DFW has worked over its entire 32-year history to foster positive relationships and develop mutual aid agreements with communities across North Texas. The addition of the new facility will serve as an opportunity to bring together public safety leaders from around the region to further the Airport's efforts to build on the more than 100 mutual aid agreements already in place.
"DFW is always willing to step forward and assist our neighbors in case of emergency,” said Lillie Biggins, DFW International Airport Board Vice Chair. “DFW is a great example of cooperation between Fort Worth and Dallas and between the communities that it serves. After 9/11, it was very clear to everyone that public safety departments need to work more closely together to keep our communities safe. This new facility will serve not only DFW and millions of passengers, but millions of citizens who may never use the Airport. And we're very proud of that."
The facility will house more than two dozen personnel at any given time during the day, with as many as 84 in the building when the Emergency Operation Center is activated. The new 13,950 sq. ft. facility will house four primary operation areas including the Airport Operations Center consisting of 2,785 sq. ft., the Emergency Operations Center capable of seating 33 key staff in its 3,150 sq. ft., Airfield Operations comprising 980 sq. ft., and the 825 sq. ft. DPS dispatch area.
“Integrating the business processes of all of our operations departments has greatly enhanced every aspect of the services we offer to the traveling public and streamlined our emergency response efforts,” said Jim Crites, executive vice president of operations at DFW. “We worked very hard with our FAA counterparts and appreciate all of their help and expertise. The FAA ultimately granted DFW $3.8 million in funding to help build this great facility. What’s more airports are calling me saying they want a consolidated facility for themselves. This will be a great model for our partners across aviation.”

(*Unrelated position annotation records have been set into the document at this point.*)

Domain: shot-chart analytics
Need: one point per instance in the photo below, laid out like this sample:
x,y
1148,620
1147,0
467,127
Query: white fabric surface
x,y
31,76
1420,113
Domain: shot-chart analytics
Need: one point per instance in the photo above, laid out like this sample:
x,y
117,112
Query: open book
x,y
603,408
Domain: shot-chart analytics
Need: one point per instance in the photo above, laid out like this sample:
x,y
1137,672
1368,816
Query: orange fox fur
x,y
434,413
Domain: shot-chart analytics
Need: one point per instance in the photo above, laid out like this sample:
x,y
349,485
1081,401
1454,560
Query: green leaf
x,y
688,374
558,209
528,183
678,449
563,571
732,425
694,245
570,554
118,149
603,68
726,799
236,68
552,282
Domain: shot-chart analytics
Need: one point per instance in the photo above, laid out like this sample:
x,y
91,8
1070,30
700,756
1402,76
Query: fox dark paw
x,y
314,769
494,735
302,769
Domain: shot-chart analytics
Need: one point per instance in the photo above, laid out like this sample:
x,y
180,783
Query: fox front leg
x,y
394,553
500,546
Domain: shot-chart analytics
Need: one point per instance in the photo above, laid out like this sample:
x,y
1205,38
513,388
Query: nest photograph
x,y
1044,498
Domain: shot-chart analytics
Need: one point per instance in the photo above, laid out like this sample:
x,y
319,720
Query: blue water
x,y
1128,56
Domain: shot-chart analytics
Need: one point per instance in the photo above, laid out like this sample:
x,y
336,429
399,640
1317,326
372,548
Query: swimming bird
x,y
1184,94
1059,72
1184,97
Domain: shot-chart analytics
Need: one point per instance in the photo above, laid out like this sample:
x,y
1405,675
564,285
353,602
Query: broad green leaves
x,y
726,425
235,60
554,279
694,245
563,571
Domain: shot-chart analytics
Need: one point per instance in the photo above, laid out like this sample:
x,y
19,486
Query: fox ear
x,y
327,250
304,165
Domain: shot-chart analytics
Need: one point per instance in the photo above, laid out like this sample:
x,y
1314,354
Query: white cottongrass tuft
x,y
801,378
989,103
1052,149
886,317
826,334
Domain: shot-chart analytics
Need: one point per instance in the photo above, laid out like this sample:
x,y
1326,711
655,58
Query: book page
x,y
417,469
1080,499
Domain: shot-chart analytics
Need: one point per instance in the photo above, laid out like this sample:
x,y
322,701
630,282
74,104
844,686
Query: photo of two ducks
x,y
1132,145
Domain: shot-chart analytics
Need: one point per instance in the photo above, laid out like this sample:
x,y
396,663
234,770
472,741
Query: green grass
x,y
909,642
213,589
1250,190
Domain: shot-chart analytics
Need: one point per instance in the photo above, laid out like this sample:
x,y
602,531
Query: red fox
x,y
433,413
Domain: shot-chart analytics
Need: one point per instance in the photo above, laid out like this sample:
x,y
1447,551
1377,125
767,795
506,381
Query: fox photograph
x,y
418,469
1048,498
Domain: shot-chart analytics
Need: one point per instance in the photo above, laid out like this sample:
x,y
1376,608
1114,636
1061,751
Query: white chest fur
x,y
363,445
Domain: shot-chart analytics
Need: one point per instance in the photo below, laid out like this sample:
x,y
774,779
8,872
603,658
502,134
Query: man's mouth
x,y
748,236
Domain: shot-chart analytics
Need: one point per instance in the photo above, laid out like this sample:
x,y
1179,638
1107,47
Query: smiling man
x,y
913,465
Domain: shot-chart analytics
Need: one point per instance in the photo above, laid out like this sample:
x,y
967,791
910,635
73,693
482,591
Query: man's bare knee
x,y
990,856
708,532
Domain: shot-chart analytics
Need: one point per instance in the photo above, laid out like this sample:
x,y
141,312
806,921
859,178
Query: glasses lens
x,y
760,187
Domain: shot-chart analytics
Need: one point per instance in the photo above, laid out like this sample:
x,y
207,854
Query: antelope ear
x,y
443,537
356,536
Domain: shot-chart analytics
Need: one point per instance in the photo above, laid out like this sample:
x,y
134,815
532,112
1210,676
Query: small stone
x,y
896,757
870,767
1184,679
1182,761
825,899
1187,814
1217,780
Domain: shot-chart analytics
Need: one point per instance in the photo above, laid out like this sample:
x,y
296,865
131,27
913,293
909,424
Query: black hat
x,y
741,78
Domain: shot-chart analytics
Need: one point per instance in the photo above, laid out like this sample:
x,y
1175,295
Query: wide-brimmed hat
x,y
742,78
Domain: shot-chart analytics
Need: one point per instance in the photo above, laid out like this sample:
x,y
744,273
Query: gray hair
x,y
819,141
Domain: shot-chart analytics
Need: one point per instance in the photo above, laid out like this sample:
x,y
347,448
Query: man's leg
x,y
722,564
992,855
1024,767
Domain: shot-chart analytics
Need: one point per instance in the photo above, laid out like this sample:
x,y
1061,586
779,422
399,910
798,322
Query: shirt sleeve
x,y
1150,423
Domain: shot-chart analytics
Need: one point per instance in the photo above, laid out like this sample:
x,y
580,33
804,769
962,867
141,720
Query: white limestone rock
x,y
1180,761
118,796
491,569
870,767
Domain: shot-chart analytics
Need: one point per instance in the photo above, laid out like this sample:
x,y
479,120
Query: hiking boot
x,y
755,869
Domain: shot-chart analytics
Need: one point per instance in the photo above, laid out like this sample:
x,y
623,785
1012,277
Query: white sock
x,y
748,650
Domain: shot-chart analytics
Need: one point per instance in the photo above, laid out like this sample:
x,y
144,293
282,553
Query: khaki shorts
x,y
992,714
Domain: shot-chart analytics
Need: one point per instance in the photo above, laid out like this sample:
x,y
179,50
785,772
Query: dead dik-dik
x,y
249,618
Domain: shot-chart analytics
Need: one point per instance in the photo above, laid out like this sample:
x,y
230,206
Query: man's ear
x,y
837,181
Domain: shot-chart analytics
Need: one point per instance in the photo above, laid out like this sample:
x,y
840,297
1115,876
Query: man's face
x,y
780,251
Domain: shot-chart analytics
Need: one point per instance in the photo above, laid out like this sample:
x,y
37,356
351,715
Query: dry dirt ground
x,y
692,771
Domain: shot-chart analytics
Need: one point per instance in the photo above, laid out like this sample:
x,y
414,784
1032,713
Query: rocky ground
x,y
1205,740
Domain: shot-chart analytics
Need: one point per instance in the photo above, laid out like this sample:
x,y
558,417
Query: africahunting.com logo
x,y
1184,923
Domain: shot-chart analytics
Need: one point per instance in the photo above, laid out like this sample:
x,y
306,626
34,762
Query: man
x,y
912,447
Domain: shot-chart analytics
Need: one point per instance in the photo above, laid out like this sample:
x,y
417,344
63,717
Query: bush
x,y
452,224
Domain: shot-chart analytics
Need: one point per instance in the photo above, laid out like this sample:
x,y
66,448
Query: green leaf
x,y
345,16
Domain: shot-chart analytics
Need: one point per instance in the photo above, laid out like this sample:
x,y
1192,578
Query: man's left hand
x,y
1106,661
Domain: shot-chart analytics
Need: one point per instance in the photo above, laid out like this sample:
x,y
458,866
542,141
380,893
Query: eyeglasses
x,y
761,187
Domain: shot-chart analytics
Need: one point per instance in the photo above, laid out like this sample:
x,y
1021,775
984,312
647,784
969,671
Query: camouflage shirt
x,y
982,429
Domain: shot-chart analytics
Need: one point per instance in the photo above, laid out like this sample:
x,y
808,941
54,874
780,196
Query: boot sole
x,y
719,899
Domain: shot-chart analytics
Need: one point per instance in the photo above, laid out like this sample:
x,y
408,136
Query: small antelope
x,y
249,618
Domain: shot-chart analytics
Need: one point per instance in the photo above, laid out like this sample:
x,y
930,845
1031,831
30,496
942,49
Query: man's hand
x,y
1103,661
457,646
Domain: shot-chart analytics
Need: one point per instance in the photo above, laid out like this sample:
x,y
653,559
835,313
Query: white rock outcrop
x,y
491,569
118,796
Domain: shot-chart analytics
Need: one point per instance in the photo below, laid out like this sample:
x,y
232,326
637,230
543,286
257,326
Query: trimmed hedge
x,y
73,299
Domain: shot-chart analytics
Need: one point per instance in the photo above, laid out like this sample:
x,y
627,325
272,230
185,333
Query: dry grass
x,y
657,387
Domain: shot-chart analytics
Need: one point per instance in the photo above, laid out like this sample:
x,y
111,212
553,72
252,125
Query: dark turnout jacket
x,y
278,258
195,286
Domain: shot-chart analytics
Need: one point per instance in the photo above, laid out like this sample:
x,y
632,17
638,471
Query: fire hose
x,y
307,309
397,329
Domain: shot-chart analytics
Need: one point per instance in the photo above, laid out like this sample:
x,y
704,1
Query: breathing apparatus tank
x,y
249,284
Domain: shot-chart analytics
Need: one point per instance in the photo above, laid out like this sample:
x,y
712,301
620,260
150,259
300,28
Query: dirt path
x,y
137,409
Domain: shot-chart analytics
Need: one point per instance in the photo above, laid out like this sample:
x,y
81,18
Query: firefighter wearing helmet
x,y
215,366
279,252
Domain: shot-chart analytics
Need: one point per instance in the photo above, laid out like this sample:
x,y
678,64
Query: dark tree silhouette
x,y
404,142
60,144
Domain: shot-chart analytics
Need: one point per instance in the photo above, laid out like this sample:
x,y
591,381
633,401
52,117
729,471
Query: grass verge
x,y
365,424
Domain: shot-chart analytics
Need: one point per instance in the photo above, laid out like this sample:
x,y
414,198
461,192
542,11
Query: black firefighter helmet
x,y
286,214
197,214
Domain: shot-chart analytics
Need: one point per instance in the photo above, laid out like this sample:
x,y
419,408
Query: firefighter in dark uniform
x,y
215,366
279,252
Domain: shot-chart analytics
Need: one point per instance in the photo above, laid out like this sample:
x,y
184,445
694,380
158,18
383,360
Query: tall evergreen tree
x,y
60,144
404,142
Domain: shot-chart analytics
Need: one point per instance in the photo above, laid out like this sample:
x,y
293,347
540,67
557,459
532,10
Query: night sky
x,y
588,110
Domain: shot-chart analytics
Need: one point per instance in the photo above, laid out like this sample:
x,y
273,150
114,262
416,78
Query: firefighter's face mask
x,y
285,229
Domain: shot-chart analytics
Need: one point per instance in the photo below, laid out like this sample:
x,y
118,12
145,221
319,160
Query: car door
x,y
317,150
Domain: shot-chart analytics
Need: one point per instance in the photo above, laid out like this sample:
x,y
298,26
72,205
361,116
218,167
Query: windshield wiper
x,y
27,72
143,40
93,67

The new Airport Operations Center will be busy the moment it opens today, monitoring more than 10,000 radio transmissions weekly, equivalent to one transmission per minute. The facility will also manages an average of 15 aircraft alerts per month, as well as monitoring terminal paging systems, satellite television and radio, the fire alarm system, airfield lighting systems, closed circuit television, the Storm Sentry Weather Radar system and 1,685 daily phone calls.